Wednesday, July 4, 2012

Essay on Noncommissioned Officer

Why I want to be a Noncommissioned Officer

I have been surveying my options regarding my present and future career plan. As I consider various paths, one option remains outstanding and seems to fit my personality and my skill set to a tee. This option is that of the possible advancement within my region, as I hope to become promoted to a noncommissioned officer. The following essay will summarize the reasons as to what I believe makes a good noncommissioned officer, why I fit these criterion and for which reasons I wish to become an NCO.
I have had much academic and practical training which is relevant to this position. I have recently graduated from the Fort Still Noncommissioned Officer Academy, where I took the WLC (Warrior Leader Course). Upon completion, I was awarded the NCO Professional Development Ribbon Level 4 (the highest possible numeral). I have also taken post-secondary psychology and communication courses that specialized in motivation, team and group dynamics, respectively. These courses have offered me many great insights into the ways one can develop a hard-working, motivated crew or team. Not only have I been preparing academically, but I have also been increasing the duration and frequency of my exercise regimen in order to maximize my potential strength and stamina, as I believe it is very important to lead by example. Aside from this, I have had years of military experience where I participated in combat first-hand and executed successive missions successfully. Throughout my service, I had received multiple awards and praises for my outstanding effort, teamwork, attention to safety, and citizenship practices. Although these are all important factors, I believe the most important part of this position is to be able to communicate with people and lead them according to their individualistic needs.

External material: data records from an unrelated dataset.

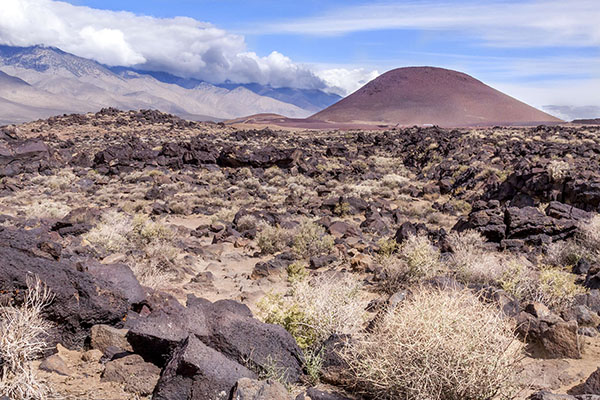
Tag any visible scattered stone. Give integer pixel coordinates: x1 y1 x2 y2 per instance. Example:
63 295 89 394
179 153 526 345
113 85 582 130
91 325 133 353
40 354 72 376
102 354 160 396
153 335 256 400
231 378 290 400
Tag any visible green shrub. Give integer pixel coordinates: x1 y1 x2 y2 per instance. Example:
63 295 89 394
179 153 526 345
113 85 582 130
259 275 366 349
286 261 308 284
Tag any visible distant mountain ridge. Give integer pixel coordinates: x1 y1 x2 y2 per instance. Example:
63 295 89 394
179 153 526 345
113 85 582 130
0 46 335 123
109 67 342 112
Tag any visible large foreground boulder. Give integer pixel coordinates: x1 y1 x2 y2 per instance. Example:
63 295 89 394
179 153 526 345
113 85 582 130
0 227 128 348
153 335 256 400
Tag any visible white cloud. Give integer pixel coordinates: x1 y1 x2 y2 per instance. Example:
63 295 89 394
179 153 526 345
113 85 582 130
0 0 325 88
491 78 600 120
264 0 600 47
315 68 380 96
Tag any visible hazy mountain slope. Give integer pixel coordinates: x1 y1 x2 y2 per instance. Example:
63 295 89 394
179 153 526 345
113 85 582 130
0 46 310 121
109 67 342 111
310 67 561 126
0 71 85 124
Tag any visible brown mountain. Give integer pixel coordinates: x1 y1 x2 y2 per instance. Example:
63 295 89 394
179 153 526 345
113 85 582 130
309 67 562 126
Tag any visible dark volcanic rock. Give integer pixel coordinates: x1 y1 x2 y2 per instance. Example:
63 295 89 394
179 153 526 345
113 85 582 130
217 146 303 169
0 140 50 178
101 354 160 396
568 368 600 395
0 227 128 348
152 335 256 400
127 297 303 382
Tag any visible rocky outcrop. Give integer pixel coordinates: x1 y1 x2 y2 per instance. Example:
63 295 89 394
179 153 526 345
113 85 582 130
0 140 50 178
517 303 583 358
453 200 592 248
127 297 303 382
0 227 128 348
153 335 256 400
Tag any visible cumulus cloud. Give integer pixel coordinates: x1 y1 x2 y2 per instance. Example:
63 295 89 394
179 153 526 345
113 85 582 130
315 68 380 96
0 0 325 89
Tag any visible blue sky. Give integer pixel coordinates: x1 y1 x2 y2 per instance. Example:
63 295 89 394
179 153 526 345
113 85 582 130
0 0 600 117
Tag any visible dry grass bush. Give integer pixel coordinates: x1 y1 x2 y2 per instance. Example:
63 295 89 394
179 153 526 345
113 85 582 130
534 266 587 311
292 221 334 258
379 235 444 293
342 290 523 400
381 174 410 189
237 214 258 232
498 259 586 311
448 230 508 284
258 274 366 349
20 198 71 219
256 223 293 254
546 160 571 182
0 279 53 400
544 240 588 267
83 210 181 288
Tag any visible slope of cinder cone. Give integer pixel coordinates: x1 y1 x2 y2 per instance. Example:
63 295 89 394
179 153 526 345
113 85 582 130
309 67 562 126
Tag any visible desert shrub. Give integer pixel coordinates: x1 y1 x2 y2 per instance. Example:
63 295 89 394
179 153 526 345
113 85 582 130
292 221 333 258
237 214 258 232
342 290 522 400
286 261 308 284
400 235 440 278
304 349 325 385
497 258 538 300
333 201 350 217
259 275 366 349
0 279 52 400
499 259 586 311
545 240 588 267
535 266 586 310
546 160 571 182
448 230 507 284
256 224 292 254
378 235 443 293
84 210 181 288
21 199 71 219
377 238 398 258
83 210 132 252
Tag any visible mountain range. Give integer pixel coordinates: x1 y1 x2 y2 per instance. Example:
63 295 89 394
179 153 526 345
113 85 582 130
0 46 340 124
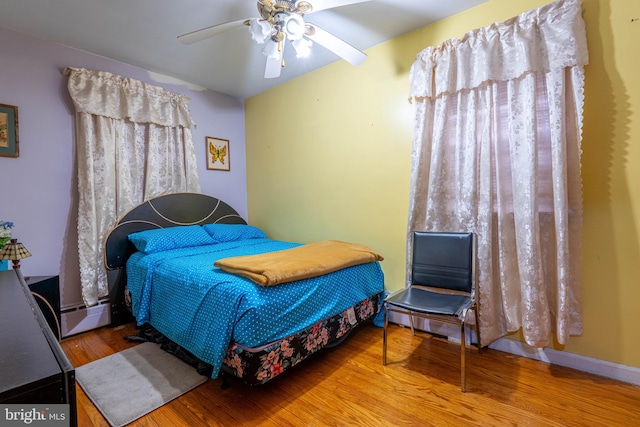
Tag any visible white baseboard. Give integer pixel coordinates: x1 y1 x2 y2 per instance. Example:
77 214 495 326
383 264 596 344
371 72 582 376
60 299 111 338
389 313 640 386
489 338 640 385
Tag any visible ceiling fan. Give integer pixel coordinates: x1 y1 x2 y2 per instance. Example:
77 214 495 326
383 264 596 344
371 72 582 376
178 0 369 78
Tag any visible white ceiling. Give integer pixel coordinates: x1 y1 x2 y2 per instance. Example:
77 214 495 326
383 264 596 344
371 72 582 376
0 0 487 98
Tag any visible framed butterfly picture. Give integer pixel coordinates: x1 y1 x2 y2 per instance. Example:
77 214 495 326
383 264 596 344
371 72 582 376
206 136 231 172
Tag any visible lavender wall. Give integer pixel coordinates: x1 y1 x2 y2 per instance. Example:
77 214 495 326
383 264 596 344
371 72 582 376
0 28 247 307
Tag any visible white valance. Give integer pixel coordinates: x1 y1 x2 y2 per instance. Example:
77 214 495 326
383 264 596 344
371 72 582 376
64 67 195 128
410 0 588 99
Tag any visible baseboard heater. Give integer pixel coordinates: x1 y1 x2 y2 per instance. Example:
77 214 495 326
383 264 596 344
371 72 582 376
60 298 111 338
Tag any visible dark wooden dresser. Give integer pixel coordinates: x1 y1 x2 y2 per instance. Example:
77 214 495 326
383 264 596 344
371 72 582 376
0 270 76 426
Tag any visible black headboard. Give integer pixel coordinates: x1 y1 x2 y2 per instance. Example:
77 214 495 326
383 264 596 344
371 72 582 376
104 193 247 270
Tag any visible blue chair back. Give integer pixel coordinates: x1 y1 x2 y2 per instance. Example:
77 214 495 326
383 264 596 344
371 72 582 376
411 231 475 293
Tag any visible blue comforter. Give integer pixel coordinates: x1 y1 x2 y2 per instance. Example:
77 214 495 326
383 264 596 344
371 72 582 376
127 239 384 378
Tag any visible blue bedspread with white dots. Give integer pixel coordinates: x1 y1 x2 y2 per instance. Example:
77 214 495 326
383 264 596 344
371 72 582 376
127 239 384 378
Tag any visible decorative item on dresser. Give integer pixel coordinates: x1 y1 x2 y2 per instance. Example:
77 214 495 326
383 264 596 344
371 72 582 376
0 269 77 426
0 239 31 269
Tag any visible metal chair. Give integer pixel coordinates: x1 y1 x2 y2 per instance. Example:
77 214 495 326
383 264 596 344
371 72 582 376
382 231 481 392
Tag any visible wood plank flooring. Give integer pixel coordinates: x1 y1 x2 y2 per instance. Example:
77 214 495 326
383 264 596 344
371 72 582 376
62 324 640 427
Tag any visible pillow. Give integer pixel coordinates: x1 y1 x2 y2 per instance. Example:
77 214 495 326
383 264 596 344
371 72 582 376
202 224 267 243
129 225 215 254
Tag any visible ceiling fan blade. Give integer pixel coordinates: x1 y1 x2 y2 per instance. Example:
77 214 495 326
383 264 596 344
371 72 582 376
296 0 370 13
304 23 367 65
264 41 285 79
178 19 249 44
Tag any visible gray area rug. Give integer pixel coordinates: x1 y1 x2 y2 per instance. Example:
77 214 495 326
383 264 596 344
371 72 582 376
76 342 207 427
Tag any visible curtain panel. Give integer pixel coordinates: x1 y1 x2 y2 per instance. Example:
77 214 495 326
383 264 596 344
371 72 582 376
65 68 200 306
407 0 588 347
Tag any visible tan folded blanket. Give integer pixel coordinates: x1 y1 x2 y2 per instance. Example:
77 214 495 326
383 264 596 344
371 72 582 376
214 240 384 286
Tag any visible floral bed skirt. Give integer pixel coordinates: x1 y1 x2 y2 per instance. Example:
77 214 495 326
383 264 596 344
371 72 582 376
126 293 382 386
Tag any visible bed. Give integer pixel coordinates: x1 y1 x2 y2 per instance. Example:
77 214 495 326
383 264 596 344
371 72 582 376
105 193 384 385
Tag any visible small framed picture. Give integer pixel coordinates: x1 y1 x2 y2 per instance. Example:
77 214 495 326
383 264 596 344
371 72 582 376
0 104 20 157
207 136 231 172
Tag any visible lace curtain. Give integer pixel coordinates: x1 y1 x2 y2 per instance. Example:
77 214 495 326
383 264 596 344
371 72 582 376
65 68 200 306
407 0 588 347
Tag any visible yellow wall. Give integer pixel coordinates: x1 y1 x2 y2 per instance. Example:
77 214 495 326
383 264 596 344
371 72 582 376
245 0 640 367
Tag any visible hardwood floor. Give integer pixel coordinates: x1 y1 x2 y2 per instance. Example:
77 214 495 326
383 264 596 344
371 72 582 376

As I understand, the first thing a good trainer and leader should be able to do is to capture one’s as well as a group’s undivided attention without having to struggle for it. This is just one of the qualities of a leader, a characteristic which is synonymous with the title of NCO. Throughout my life, I have been told that I have a very charismatic personality and I have noticed that people enjoy listening to me for instruction and advice. I have been in many situations where I was left in charge as a supervisor due to my knack for teamwork. As a personal trainer and swimming instructor, I learned that is important to make your words count and admit when you are unsure of something. A good leader will not continue to speak when he or she is at a loss for words, and this ensures that when this individual will decide that it is time to speak, everyone else will decide that it is time to listen.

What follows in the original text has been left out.